Mom? Wife? Blogger? Coder? Photographer? Writer? Seamstress?
Can I be all of it?
Yes, yes I can. Because I’m bad-ass. And so are you.
I haven’t always felt like this(not sure I feel it now, but I'm trying). When things got (are) hard, I would run away. When I'm criticized, I run. When I’m complimented I run. I run a lot, you’d think I’d be skinny or something, but I run to cake; because food is love. (it’s not, stop eating your feelings)
But, last week I decided to take a stand for my mental health and get the help I need so I can be this bad-ass I dream of being. It’s not going to be an easy journey, but fuck it, I’m SO WORTH it. I could say something inspirational about my kids and amazing supportive husband being the ones that make me want to change, but this isn’t about them. I’ve been putting them first for 12 years now (Zoe’s about to be 12, stop growing child of mine). This year is about me. I went 5 years without buying clothes. I went two years without stepping foot in a hair salon. I’ve put my dream job of being a photographer so far on the back burner, It’s in the next state in some run down house. (any dream of being anything it out there, somewhere)

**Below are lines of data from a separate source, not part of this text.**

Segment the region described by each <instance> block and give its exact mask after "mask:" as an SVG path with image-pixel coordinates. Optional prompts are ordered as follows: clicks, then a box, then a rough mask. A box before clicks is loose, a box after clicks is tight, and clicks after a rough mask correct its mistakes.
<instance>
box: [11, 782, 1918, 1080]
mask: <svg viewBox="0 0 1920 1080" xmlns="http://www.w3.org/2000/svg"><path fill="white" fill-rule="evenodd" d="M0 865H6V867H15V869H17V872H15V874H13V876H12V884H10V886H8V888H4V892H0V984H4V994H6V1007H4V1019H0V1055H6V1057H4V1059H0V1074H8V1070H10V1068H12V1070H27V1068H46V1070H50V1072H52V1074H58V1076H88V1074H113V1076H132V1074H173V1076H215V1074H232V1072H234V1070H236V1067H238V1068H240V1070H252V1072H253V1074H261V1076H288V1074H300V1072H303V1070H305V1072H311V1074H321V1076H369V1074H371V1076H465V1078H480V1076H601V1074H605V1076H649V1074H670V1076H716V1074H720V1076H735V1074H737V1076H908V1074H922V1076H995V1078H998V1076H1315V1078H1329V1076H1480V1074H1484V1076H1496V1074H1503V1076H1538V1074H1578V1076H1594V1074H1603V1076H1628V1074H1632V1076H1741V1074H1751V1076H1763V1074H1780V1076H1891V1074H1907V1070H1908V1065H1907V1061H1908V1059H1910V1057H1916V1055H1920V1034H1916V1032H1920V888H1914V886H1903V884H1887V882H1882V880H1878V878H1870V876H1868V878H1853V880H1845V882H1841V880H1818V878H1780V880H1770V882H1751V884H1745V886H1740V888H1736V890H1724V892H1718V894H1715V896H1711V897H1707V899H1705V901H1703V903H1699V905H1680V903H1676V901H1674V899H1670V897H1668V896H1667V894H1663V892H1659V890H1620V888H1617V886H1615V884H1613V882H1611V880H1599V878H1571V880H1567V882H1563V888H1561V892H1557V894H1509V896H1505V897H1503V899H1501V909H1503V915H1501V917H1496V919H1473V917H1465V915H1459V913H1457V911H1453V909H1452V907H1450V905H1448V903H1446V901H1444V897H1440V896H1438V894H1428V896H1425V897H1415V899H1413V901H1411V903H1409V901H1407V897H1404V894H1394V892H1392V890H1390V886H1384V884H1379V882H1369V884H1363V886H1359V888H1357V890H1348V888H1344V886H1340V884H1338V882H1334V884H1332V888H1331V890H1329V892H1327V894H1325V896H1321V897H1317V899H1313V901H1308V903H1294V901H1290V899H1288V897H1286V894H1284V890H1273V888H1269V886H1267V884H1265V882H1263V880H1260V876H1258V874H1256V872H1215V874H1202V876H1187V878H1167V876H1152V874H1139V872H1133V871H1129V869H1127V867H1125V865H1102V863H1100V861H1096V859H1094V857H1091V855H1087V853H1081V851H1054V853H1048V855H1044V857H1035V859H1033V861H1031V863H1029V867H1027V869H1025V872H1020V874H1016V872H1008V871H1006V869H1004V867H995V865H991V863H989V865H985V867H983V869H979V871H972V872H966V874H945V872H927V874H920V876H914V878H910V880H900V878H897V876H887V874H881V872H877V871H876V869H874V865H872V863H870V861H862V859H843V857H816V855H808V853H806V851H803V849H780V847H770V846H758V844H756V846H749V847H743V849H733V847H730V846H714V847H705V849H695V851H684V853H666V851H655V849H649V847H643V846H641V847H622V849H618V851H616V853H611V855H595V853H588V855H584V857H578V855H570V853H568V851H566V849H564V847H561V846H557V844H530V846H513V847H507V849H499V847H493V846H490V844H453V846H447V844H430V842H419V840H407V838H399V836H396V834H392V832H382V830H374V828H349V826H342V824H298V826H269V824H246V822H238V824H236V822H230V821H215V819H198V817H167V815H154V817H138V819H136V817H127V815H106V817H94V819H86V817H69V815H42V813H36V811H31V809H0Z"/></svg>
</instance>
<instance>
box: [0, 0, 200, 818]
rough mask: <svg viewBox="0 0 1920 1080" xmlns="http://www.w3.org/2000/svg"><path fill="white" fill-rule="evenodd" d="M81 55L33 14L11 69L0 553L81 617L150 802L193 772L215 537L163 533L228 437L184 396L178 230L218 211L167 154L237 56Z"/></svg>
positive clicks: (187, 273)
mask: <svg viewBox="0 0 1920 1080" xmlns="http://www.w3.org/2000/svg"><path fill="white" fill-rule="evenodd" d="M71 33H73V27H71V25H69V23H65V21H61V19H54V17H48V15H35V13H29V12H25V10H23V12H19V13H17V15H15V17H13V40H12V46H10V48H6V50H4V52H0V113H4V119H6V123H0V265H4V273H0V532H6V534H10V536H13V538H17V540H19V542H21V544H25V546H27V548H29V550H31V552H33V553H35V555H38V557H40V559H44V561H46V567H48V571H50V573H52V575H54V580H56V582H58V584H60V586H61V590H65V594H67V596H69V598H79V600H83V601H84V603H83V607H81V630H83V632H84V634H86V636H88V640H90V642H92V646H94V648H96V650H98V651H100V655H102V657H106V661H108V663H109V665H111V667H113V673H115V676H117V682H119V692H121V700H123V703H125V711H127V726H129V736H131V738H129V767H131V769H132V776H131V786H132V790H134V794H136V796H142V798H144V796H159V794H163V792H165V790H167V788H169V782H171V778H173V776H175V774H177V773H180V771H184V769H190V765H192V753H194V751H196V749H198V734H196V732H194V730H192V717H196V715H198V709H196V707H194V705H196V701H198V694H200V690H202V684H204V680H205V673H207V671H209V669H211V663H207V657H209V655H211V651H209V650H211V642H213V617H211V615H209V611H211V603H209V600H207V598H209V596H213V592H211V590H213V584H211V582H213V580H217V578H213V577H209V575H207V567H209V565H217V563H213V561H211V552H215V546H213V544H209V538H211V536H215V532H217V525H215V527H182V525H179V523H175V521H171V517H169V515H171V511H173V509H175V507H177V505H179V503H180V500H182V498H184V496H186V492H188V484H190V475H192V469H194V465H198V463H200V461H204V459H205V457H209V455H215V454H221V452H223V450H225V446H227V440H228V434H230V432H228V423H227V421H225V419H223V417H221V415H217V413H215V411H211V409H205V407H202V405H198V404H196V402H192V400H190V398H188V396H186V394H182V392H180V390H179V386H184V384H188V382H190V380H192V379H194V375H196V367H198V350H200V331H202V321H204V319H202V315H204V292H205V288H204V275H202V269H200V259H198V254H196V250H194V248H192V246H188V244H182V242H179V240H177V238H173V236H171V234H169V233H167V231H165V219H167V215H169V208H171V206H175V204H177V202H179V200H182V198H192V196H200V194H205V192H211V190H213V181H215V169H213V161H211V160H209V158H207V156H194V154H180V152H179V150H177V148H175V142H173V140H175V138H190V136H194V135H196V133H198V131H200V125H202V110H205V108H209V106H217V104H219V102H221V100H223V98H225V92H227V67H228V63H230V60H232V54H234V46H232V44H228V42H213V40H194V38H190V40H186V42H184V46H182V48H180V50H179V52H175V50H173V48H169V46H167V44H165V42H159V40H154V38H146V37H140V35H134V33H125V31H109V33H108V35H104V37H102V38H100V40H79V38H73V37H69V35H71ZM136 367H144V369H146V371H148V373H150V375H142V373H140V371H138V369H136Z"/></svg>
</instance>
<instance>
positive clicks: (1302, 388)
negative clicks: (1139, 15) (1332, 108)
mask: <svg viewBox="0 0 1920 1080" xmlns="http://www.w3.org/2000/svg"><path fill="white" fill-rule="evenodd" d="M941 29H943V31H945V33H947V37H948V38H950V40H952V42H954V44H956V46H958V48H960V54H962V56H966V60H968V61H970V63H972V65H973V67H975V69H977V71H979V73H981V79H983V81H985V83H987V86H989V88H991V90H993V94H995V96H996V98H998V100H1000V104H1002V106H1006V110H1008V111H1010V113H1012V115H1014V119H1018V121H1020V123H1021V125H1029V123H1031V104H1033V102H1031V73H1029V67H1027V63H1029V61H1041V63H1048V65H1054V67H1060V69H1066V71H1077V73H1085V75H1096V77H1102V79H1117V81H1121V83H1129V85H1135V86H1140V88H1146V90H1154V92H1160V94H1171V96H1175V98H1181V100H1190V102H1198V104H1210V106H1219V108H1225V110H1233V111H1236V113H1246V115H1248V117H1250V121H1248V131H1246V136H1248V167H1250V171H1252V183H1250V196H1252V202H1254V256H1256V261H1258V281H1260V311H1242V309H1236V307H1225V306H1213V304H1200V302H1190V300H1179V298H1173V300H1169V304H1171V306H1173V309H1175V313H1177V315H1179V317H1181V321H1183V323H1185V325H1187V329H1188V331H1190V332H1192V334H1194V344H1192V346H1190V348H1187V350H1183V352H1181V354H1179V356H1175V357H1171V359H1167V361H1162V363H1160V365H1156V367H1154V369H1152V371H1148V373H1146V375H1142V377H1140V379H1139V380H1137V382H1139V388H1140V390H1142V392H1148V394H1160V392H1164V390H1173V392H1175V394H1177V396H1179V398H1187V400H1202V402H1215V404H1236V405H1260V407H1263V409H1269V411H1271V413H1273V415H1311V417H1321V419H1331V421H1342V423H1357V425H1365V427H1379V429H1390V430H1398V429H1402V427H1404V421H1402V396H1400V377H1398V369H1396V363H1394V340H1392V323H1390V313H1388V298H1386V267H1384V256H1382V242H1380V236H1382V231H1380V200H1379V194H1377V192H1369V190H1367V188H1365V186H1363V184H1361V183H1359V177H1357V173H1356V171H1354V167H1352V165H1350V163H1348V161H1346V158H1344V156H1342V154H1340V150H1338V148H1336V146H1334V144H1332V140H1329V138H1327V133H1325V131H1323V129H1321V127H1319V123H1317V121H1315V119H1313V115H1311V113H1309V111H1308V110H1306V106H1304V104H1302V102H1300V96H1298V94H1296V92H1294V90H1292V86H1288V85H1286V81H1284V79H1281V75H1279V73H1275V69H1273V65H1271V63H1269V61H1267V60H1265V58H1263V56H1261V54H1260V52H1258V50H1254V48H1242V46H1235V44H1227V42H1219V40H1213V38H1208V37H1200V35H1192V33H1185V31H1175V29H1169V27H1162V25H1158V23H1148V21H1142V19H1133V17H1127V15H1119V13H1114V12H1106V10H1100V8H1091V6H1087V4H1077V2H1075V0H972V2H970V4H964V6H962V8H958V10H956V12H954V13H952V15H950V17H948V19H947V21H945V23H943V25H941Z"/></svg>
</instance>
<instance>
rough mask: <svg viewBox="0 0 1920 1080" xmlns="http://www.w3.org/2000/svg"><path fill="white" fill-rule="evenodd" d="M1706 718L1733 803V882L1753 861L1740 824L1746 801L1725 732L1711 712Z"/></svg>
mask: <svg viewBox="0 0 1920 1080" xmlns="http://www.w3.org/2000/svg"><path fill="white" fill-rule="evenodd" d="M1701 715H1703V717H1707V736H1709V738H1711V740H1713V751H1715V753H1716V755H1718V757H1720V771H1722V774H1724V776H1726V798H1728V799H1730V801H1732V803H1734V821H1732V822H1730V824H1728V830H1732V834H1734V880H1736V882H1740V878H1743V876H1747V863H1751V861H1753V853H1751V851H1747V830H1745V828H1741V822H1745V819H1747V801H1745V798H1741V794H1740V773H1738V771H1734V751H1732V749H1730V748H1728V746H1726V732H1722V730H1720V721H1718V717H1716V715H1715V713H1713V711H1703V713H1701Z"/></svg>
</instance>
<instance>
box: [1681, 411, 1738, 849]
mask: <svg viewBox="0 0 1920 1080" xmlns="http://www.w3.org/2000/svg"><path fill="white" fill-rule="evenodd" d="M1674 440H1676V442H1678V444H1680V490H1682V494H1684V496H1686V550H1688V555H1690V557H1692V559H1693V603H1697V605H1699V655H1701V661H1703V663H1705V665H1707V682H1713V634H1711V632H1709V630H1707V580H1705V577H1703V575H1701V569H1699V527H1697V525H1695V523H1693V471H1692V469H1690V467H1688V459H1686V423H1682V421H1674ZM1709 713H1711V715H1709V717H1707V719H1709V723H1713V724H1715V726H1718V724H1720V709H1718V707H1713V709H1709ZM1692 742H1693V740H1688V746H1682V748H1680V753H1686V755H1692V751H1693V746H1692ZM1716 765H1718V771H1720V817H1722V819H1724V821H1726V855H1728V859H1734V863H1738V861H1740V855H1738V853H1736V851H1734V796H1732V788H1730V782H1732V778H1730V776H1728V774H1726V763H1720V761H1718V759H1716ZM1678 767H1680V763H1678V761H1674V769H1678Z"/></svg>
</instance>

I don’t know where I’m going to take my photography, or AZA studio. I know one day Nate and I want to be business owners. But right now, life is where it needs to be. We are both honing our skills to one day be self-employed. Until then, we’re enjoying life as it needs to be. I’m just hoping now my downs won’t be debilitating.
But how do I balance work-hobbies-family time?
I don’t. Balancing life is a lie. Each day I learn something new, at work, at life, at my hobbies. There’s nothing set in stone what I need to learn on any given day, all that matters is I do something. And if it’s only getting out of bed, and I’m still living, I call that a victory. I don’t need to do all these things daily. (Well I have to work daily, but that’s beside the point) Okay well, I don’t have to work every day, but I kinda like my house and all the nice things that working affords. I don’t have any set goals set in stone right now. My short term goal is to just live right now. To blog. To self-journal either online or on paper. I plan on doing more, but I’m going to wait a few weeks while I wait for all the information on mental health to kick in.
If you know someone is suffering from depression. Be there for them. And Don’t hesitate to call a hotline. Their mom, their dad, anyone you know that can be trusted. And again, if you feel their life would be put in jeopardy, anonymous hotlines is a good choice.
If you’re suffering. There’s hope. I’ve seen the dark side of the tunnel where you can’t find the light at the end. I feel is pressing on me daily. There are many reasons to keep myself grounded right here with my family. You have to find your light. You’re never a burden. Now to take my own advice.